Soon, the French began planting their own vineyards, learning the technique from the Etruscans, who might have even come over to help, McGovern says. The grapes were likely white -- considered more delicate and classy at the time -- and the wine tasted similar to what we might drink today.

But wine wasn't just used to increase the merriment levels of various feasts, McGovern assures me. Some of the residue McGovern and his team found in the amphoras -- or wine vessels -- at the site in southern France showed that the substance had been mixed with tree resin and herbal residue, indicating that it might have been an ancient Robotussin of sorts.

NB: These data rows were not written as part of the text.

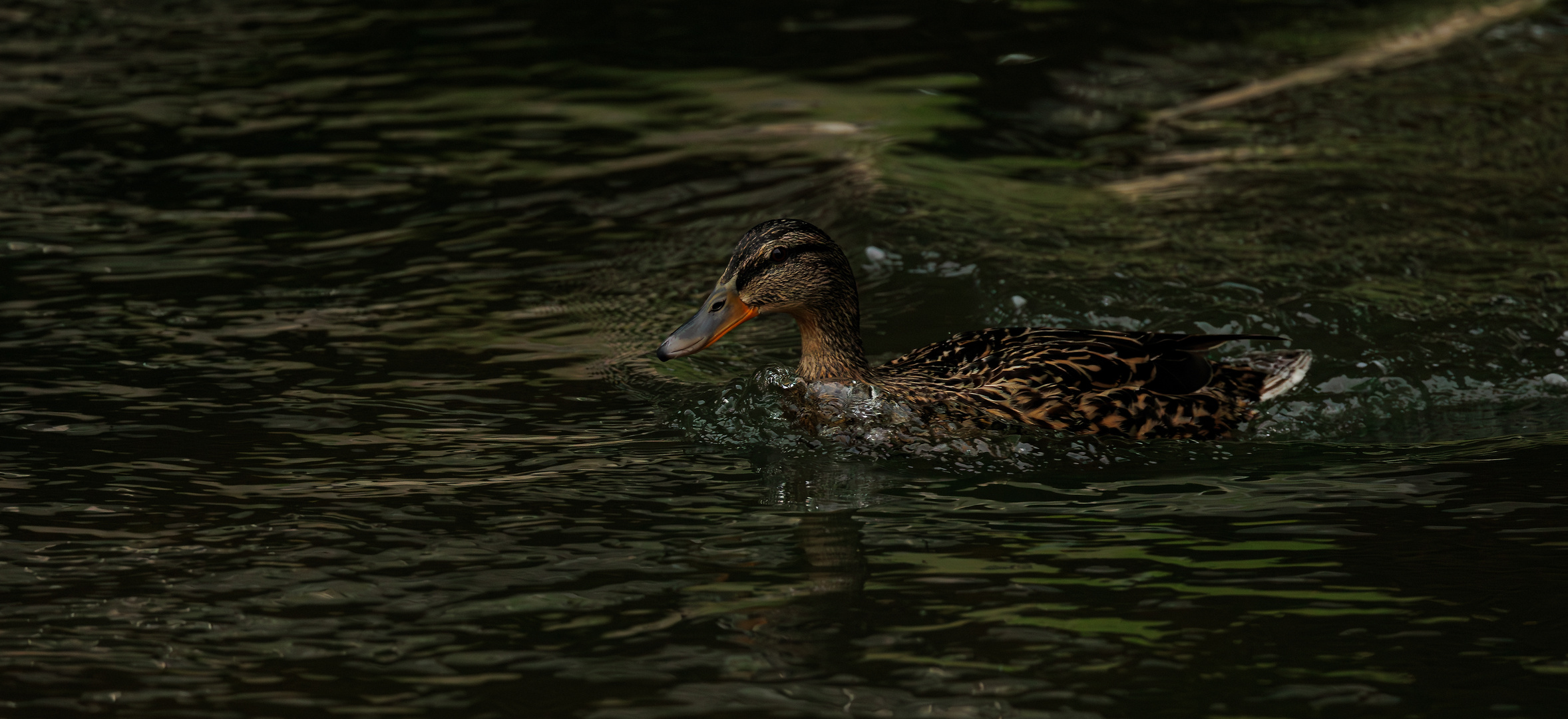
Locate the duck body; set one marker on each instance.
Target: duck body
(1139, 385)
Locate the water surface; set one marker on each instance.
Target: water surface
(327, 382)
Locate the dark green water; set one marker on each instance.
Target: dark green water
(327, 383)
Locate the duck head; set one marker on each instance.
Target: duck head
(794, 268)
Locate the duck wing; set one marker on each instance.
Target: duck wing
(1068, 360)
(1082, 380)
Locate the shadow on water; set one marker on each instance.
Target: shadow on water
(327, 383)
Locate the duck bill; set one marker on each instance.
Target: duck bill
(707, 326)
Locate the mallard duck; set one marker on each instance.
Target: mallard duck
(1090, 382)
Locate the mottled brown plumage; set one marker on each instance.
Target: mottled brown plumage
(1087, 382)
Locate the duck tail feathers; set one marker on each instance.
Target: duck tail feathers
(1283, 369)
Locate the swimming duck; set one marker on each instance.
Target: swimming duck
(1090, 382)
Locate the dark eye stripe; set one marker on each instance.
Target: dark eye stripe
(750, 270)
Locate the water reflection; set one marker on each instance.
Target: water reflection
(325, 379)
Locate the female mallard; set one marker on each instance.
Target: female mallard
(1078, 380)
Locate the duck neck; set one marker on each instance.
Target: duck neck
(830, 344)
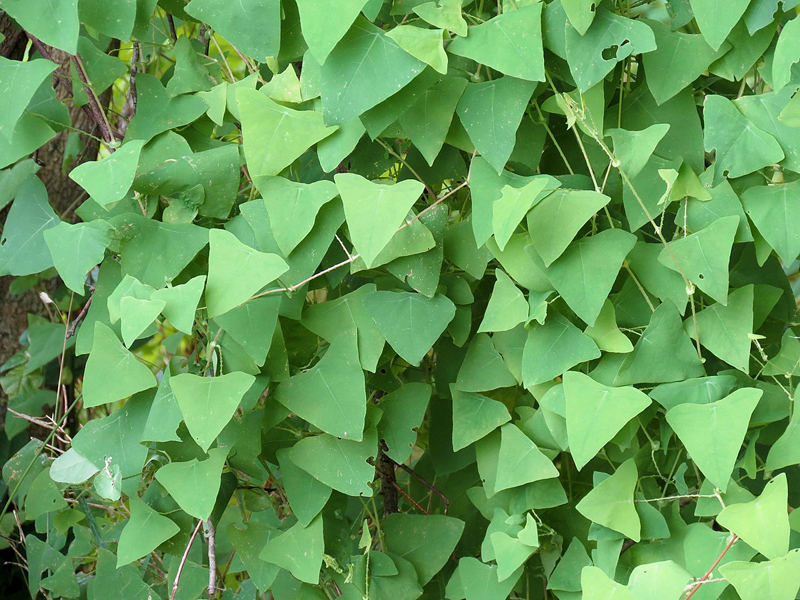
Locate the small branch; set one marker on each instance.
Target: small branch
(293, 288)
(385, 470)
(98, 113)
(696, 585)
(204, 37)
(183, 561)
(212, 558)
(133, 98)
(430, 486)
(72, 328)
(680, 497)
(92, 110)
(172, 33)
(410, 499)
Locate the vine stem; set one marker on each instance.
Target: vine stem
(212, 558)
(183, 561)
(705, 577)
(293, 288)
(616, 163)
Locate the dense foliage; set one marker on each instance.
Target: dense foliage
(401, 299)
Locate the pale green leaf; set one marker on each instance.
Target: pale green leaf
(208, 403)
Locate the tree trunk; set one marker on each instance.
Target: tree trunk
(64, 194)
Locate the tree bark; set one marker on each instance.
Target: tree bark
(64, 194)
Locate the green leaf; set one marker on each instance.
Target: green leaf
(609, 35)
(704, 257)
(679, 59)
(426, 541)
(445, 14)
(71, 467)
(713, 433)
(786, 54)
(112, 373)
(208, 403)
(157, 111)
(190, 75)
(144, 531)
(248, 540)
(114, 440)
(762, 523)
(610, 503)
(510, 43)
(585, 273)
(716, 20)
(482, 580)
(491, 113)
(54, 23)
(330, 395)
(741, 148)
(320, 30)
(346, 313)
(194, 484)
(181, 302)
(520, 461)
(411, 323)
(117, 22)
(374, 211)
(513, 205)
(136, 316)
(76, 249)
(275, 136)
(253, 26)
(777, 579)
(424, 44)
(18, 84)
(775, 211)
(43, 497)
(165, 414)
(175, 245)
(660, 578)
(785, 450)
(252, 325)
(606, 334)
(23, 249)
(634, 148)
(787, 360)
(403, 412)
(580, 13)
(510, 554)
(507, 306)
(664, 336)
(596, 413)
(364, 69)
(552, 226)
(227, 287)
(553, 348)
(298, 550)
(345, 467)
(483, 368)
(293, 207)
(474, 417)
(725, 330)
(306, 495)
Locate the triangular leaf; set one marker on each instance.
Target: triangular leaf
(236, 272)
(208, 403)
(713, 433)
(112, 373)
(762, 523)
(331, 394)
(596, 413)
(610, 503)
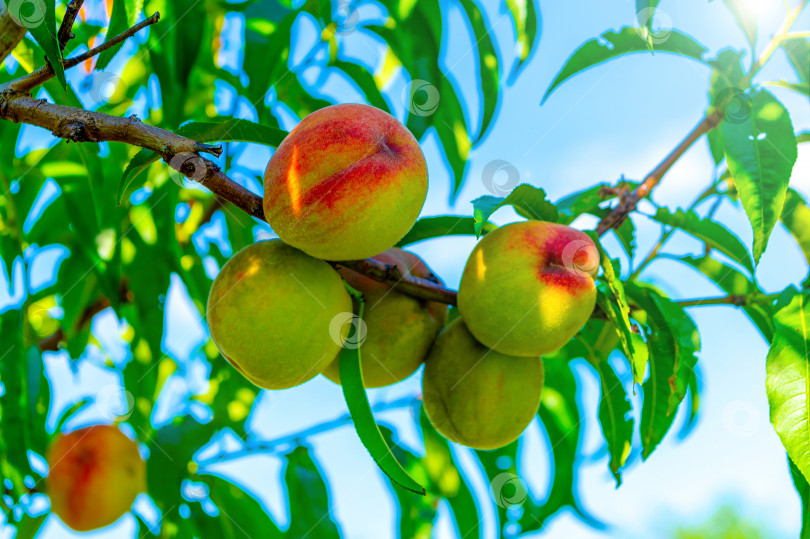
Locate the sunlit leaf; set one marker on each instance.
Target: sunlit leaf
(788, 379)
(760, 151)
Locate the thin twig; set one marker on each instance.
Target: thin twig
(45, 73)
(66, 28)
(628, 202)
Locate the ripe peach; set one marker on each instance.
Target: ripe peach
(270, 313)
(529, 287)
(95, 474)
(399, 328)
(348, 182)
(476, 396)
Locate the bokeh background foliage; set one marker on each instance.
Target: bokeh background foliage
(94, 236)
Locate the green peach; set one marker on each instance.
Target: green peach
(528, 287)
(271, 311)
(476, 396)
(347, 183)
(399, 328)
(95, 474)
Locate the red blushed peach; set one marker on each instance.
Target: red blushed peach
(399, 328)
(348, 182)
(95, 474)
(529, 287)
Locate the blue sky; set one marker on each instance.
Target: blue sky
(620, 118)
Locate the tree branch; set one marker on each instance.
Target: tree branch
(11, 33)
(629, 200)
(45, 73)
(79, 125)
(66, 28)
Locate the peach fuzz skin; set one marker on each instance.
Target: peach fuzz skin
(400, 328)
(347, 183)
(95, 475)
(479, 397)
(528, 287)
(270, 313)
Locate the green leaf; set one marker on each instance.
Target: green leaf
(528, 201)
(488, 65)
(141, 162)
(525, 20)
(560, 417)
(626, 234)
(587, 201)
(627, 40)
(798, 51)
(416, 513)
(597, 340)
(617, 427)
(760, 151)
(787, 380)
(233, 130)
(309, 499)
(673, 342)
(42, 26)
(230, 130)
(803, 488)
(712, 233)
(645, 14)
(448, 481)
(445, 225)
(746, 19)
(119, 22)
(796, 218)
(613, 302)
(351, 378)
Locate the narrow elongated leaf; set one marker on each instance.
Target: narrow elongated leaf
(803, 488)
(448, 481)
(488, 64)
(673, 342)
(710, 232)
(614, 408)
(240, 514)
(351, 379)
(627, 40)
(445, 225)
(560, 417)
(310, 511)
(788, 379)
(528, 201)
(525, 20)
(612, 298)
(42, 25)
(761, 150)
(598, 339)
(796, 218)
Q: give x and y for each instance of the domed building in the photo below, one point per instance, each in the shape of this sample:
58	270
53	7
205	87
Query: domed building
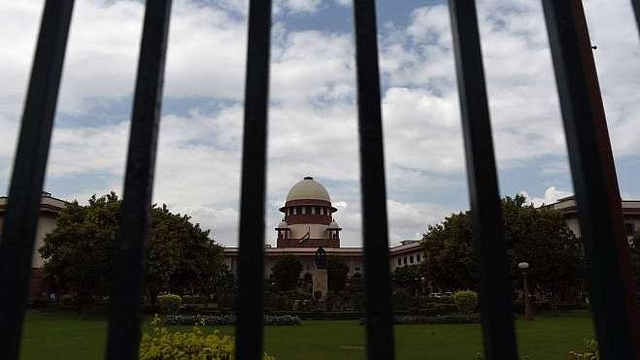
308	223
308	218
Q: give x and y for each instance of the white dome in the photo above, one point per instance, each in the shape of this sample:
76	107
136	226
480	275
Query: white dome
308	189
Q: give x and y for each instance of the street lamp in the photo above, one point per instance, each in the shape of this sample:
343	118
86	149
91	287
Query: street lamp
524	266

"We think that alcoholic beverages in general were sort of the ancient medicine," McGovern said. "They didn't have synthetic medicine like we do, and alcoholic beverages are safer than water because it kills bacteria. You could drink it or apply it to your skin."

Wine also had a role in religious ceremonies, as the French quickly discovered that its mind-altering properties helped them communicate with their Gods and ancestors.

From the south, the French wine industry expanded up the Rhone River and became the precursor for the behemoth it is today. Throughout the coming centuries, Cistercians and other monks refined and perfected French winemaking techniques, eventually creating the flavors of Champagne and Bordeaux we enjoy today.

Most modern wineries continue to use French grape strains, McGovern said. "[The French] became very conscious of all the subtle gustatory impressions that you get from food and wine, and the French were the grapes that everyone was after."

And if you ask people like collector Virginie Le Bac, who left the presidential wine auction as "the prices went flying" before her eyes, the grapes are still quite in demand today.